In short, yes, it is hard to code a website, provided you need the website to do anything more than just display some text and images. The path to being able to code a website like this is a long one.
Take a look at this infographic:
Website builders
This differs from using a website builder or CMS like WordPress or Joomla. With those tools, you can get online in a day with some basic images and pages. With these tools and various hosting platforms like bluehost.com, you can quickly roll out a new website with little to no functionality.
Basic one-page website
To code a basic website that displays text and images, you are going to need to do the following (at least):
- Lay out the elements on your site using HTML and CSS
- Serve your files to visitors through a web server
Even with just these two steps, you will need some foundational HTML and CSS knowledge. This might be trivial to lay out a single-page business home page, but it will start to get tricky once you see your website on different devices with different screen resolutions.
Multi-page website
If you need to add links to other pages, you will be confronted with more HTML and CSS to learn. Learning how hyperlink tags work with back buttons and links and sharing CSS across the different pages will be the next things to learn here.

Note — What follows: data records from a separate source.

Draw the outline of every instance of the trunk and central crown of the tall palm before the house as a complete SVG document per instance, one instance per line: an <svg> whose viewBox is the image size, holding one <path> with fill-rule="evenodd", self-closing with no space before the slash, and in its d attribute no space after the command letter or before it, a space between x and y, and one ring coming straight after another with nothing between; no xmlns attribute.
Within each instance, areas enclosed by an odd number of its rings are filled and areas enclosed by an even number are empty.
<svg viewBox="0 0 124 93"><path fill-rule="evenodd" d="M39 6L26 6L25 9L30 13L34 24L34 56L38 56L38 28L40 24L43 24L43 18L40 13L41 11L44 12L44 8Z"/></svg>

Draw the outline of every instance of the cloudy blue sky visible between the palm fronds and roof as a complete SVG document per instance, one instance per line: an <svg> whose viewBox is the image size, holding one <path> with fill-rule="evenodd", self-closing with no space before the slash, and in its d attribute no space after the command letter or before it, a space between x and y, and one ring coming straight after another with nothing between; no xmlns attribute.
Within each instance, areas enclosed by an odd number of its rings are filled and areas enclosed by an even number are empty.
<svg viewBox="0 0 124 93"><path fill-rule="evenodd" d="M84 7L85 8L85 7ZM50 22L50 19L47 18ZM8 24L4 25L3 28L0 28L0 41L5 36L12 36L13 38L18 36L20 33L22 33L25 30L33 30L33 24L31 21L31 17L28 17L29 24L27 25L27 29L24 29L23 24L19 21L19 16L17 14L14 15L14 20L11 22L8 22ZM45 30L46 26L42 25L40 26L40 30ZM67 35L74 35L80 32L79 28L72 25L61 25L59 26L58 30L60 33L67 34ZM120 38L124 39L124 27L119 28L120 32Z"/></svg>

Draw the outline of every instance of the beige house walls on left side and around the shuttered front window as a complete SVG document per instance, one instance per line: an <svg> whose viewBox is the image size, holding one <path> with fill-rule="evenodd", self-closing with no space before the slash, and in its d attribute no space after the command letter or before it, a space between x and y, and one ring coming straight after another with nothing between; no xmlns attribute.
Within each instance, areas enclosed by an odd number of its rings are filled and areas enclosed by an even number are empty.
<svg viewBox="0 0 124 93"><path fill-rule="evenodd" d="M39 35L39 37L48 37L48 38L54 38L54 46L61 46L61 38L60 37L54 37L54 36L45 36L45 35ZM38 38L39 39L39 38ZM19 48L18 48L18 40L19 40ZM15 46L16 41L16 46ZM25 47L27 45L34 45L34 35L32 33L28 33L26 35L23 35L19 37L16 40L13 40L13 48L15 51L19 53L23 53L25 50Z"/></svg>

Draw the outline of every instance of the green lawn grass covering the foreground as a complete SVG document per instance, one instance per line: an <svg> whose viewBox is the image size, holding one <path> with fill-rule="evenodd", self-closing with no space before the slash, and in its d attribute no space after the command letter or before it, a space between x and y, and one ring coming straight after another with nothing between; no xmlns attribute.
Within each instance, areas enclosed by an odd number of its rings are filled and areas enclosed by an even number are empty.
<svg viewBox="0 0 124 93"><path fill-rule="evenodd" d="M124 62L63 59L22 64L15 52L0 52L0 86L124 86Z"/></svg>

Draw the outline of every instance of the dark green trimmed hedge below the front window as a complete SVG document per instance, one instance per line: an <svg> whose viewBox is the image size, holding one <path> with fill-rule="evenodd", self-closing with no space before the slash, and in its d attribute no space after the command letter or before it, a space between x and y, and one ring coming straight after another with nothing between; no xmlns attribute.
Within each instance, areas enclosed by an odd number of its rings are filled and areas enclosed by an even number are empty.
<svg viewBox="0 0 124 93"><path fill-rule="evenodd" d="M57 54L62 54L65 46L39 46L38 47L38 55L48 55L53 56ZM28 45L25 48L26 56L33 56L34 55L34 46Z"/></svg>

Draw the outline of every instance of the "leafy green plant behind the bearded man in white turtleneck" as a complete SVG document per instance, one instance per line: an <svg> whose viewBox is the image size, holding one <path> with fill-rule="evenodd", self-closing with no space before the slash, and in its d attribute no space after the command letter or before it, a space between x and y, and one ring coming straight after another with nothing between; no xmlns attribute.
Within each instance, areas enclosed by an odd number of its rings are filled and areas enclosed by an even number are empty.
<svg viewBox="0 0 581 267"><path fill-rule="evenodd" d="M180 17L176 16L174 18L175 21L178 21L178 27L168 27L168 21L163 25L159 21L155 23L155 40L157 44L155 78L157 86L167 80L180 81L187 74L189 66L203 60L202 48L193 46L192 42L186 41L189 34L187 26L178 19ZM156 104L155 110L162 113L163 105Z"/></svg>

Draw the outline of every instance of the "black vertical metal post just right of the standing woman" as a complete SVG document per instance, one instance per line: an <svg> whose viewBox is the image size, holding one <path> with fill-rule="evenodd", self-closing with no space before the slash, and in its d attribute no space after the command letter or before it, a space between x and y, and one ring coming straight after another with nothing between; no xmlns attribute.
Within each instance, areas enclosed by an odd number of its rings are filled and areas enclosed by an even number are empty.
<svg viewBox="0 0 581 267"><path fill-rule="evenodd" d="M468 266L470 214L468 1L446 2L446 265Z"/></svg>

At this stage, you have a basic website with a few pages up and running. As you add more features to your site, you will quickly run into difficult problems to solve. For example, if you want to set up an email newsletter to send to your site visitors, you will need to do the following:
- Add the HTML banner/section prompting users to sign up
- Create an HTML form and handle where that data is sent
- Signing up for an email newsletter service like mailchimp.com
Steps 1 and 3 above are quite straightforward. Step 2, on the other hand, begins to become quite tricky. Not only will you need to validate the data sent from your site to your signup endpoint, but you will also need to ensure validation of the data being sent and make sure your site complies with all laws in countries whose citizen’s data you might be handling.
Responsive design
Once you have a basic site laid out just how you want it, you’ll quickly realise that the site is only good for your screen resolution. Looking at the site on your phone will show you that you need to allow for different screen resolutions for even the most basic websites.
The ability for your site to resize based on the screen displaying it is called responsive design. You’ll often hear of responsive design when you browse themes for WordPress or Joomla sites. This means that the site will look good on any device.
Shrinking images and reducing font size is only part of responsive design. You will also need to change the layout based on the screen size. This typically involves using a grid system (CSS grid and flexbox can help with this).
User data and the GDPR
For example, in the EU, the General Data Protection Regulation (GDPR) requires that you have consent to use people’s data and that you can provide details of this use in your privacy policy (amongst other things). This will mean you must build an automated way for users to retrieve their information from your website.
This will then mean you need some data store (database) where the user’s data is located for easy access by your site. That then means your database needs to be secure and always available. So you can see how quickly the complexity of your site becomes when only adding basic features to it.
Dynamic Frameworks and Libraries
Once you have a basic site built, you will begin to notice that the user experience is a little clumsy. Each time you hit a link on the page, the entire site will reload to display the next page to the user.
Using a library like React, you can change the components on the page that need to be updated. These components will also update if new data is available for them.
For example, using React, you can set a component to show or hide based on some condition, like a user pressing a button or ticking a checkbox. A user experience similar to React or Angular can be achieved by using only JavaScript, HTML and CSS, but to be as fast as React and complete would take a lot of serious and complex coding.
Once in the React or Angular space, you can add boundless features to your site with the NPM (Node Package Manager). The NPM is just a library of pre-built packages that can do anything from displaying complex tables to styling your site.
CDNs and Web Services
Once you have your site content displaying and running how you need it to, you need to think about how you can deploy the site for the world to use without it costing you a fortune and also running quickly enough for your users.
CDNs (Content Delivery Networks) are just a fancy way of deploying your site assets to the cloud (there are other uses, but I’m only trying to look at the basic use case for CDNs here). The CDN will put your assets on servers close to the end users (geographically) so that they download quickly and don’t eat up traffic on your website server.
Furthermore, you could generate your site and place the entire site on a CDN so that no webserver is needed. The major cloud platforms like AWS or Azure have methods for doing this.
You can also take advantage of database servers in the cloud at AWS or Azure (or one of the many other cloud platforms). By doing this, you can then remove the need to run your own set of servers that would traditionally have run your database cluster.
Conclusion
It is easy to code a basic one-page website. It becomes exponentially more difficult as you add pages and features to your site. As soon as you progress from a read-only informational website to an interactive and responsive (works on all screen sizes) website, you are crossing a threshold that will require a substantially larger amount of work to complete.
My advice is to start with whatever method you feel comfortable with to get a site online. This would most likely be through WordPress or Joomla. That way, you can get a feel for hosting a site, traffic handling and more.
Once you’ve been able to do this, you could either double down on WordPress by learning some PHP, HTML, CSS (and JavaScript for jQuery) or begin to look at one of the frameworks/libraries and follow one of their beginner tools for getting online, like create-react-app which is effectively a script for bootstrapping a basic site in React, ready for you to start building your site.